The majority of Yandex’s search results are links to various web resources. Some of these websites may contain malicious software potentially harmful to the user’s computer. Visiting an infected site may lead to personal information being stolen, valuable data deleted, or the user’s computer used without their knowledge.
From May 2009, Yandex has been checking indexed web pages and alerting users about websites containing malicious software. The search engine displays a warning message next to the links to such pages in its search results. In January 2013, the message “This website may be harmful to your computer” was displayed about eight million times a day.
According to Yandex, the number of these websites does not exceed 1% of all indexed web documents. Some of them, however, are quite popular and, therefore, are especially attractive for malware authors. Every day, dozens of popular websites with the citation index of over 1000 get into the infected websites list. Once a month, malware gets detected on high-ranked resources with the citation index higher than 10 000.
To detect malware, Yandex relies on two technologies: the Sophos antivirus software and the company’s own proprietary antivirus technology.
The Sophos antivirus software, based on a signature approach, uses predominately the database of already known virus signatures to identify the existing codes as malicious. If the program detects a signature from the database in the code of a webpage, it immediately classifies it as harmful. This malware detection technology is very good at finding known hazards but, unfortunately, often proves inefficient for tracking new viruses until they are registered in the database.
The Yandex antivirus technology, on the other hand, is based on an alternative, “behavioral” approach. The idea behind it is that the program detects malware by performing the actions similar to those of a visitor to a web page.
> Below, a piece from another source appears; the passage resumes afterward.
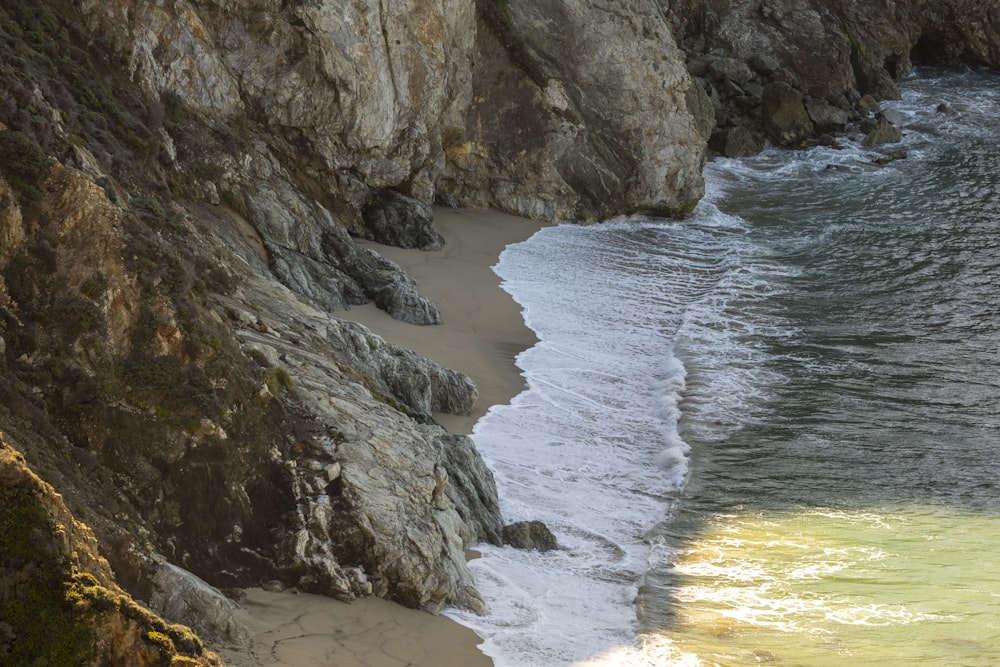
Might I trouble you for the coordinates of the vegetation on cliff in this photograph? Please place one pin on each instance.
(58, 603)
If a download or a program execution begins on a page automatically without user initiation, this page is very likely to be infected. This method allows detecting malware anywhere on the page including external code, such as the code of a banner ad. The main advantage of the behavioral approach is its ability to detect viruses that haven’t yet been added to any antivirus database.
Thanks to the combination of the signature-based and the behavioral approaches, Yandex’s antivirus software and the Sophos program spot different kinds of malware – the overlap between the viruses found by both programs is just 34%. According to a mutual agreement, Yandex also assists Sophos in augmenting its database by providing information about new malware.
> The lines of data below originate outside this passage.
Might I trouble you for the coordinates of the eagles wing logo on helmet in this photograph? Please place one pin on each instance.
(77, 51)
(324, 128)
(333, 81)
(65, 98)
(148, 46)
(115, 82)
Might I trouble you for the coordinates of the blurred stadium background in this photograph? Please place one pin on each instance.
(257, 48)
Using Sophos’ antivirus solution and its own malware detection technology, Yandex checks about one billion web pages every month and warns users about infected websites. As of January 2013, the number of infected pages in Yandex’s antivirus database exceeded 5 million.
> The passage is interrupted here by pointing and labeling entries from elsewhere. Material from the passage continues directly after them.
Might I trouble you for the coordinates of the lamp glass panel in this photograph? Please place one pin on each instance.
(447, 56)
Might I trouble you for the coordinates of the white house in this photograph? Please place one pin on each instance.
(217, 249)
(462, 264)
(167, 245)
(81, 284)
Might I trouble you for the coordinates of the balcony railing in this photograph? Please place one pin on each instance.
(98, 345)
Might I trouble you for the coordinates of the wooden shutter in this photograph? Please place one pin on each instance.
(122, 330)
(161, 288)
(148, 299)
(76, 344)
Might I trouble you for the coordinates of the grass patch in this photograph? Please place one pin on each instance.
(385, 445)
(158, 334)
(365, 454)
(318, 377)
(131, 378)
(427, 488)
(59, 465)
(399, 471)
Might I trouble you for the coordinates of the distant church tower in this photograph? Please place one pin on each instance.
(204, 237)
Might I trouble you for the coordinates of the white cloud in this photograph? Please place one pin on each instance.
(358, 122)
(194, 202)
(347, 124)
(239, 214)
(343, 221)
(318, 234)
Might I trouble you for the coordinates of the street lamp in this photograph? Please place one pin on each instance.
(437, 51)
Website owners are often completely unaware of the malware on their pages. Viruses can intrude into a website after a break-in or a failure in website administration. A website monitoring service, Yandex.Webmaster, alerts users about any malware detected on their websites. Receiving notifications from the service allows website owners to quickly fix the problem. The warning message in search results is removed if no malicious elements are detected after the next virus check.